Is the UK heading for negative interest rates?

The hints that negative interest rates are heading for Britain are now coming thick and fast.

The Bank of England’s governor, Andrew Bailey, has spoken of negative interest rates as being “in the tool bag”. Monetary Policy Committee (MPC) member Silvana Tenreyro says that the evidence for negative interest rates is “encouraging”. Yet Dave Ramsden, another MPC member, this week cast doubt on the idea that rates could fall below 0.1% without the policy backfiring. 

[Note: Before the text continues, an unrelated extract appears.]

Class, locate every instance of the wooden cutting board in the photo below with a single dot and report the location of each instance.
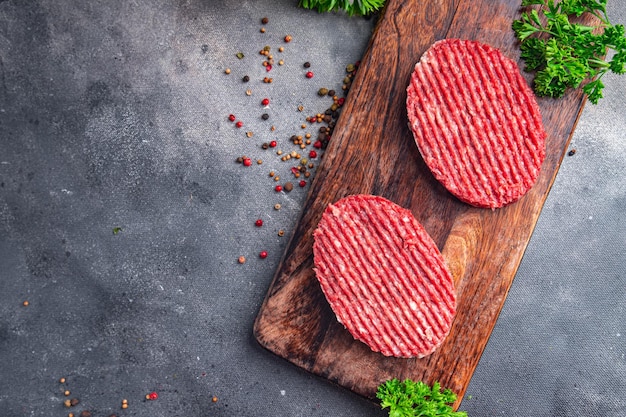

Negative rates are supposed to stimulate bank lending by charging banks fees for any cash they leave stashed in their accounts at the Bank of England, says Ruth Sunderland in the Daily Mail. It remains an open question whether the banks would dare pass along negative rates to their own customers. Sweden’s central bank was the first country to experiment with a negative interest rate in 2009 when it began to charge banks interest on overnight deposits. Its headline interest rate went negative in 2015. The European Central Bank cut its deposit rate to -0.1% in 2014, followed by Switzerland the following year. The Bank of Japan cut its key rate to -0.1% in 2016. Negative rates have an underwhelming record as a stimulus measure. They have done little to remedy chronically weak inflation in the eurozone and Japan, says Brian Blackstone in The Wall Street Journal. They seem to have little effect on the amount that people choose to save and spend. Negative rates have also meant a miserable decade for European bank profitability. 

There is evidence that negative rates reduce lending costs, but diminishing returns set in quickly. The debatable rewards of the policy should be set against the significant downside risks: inflated asset bubbles and damage to banks and pension funds, says James Mackintosh in The Wall Street Journal. Note that Sweden last year ended its negative interest-rate policy.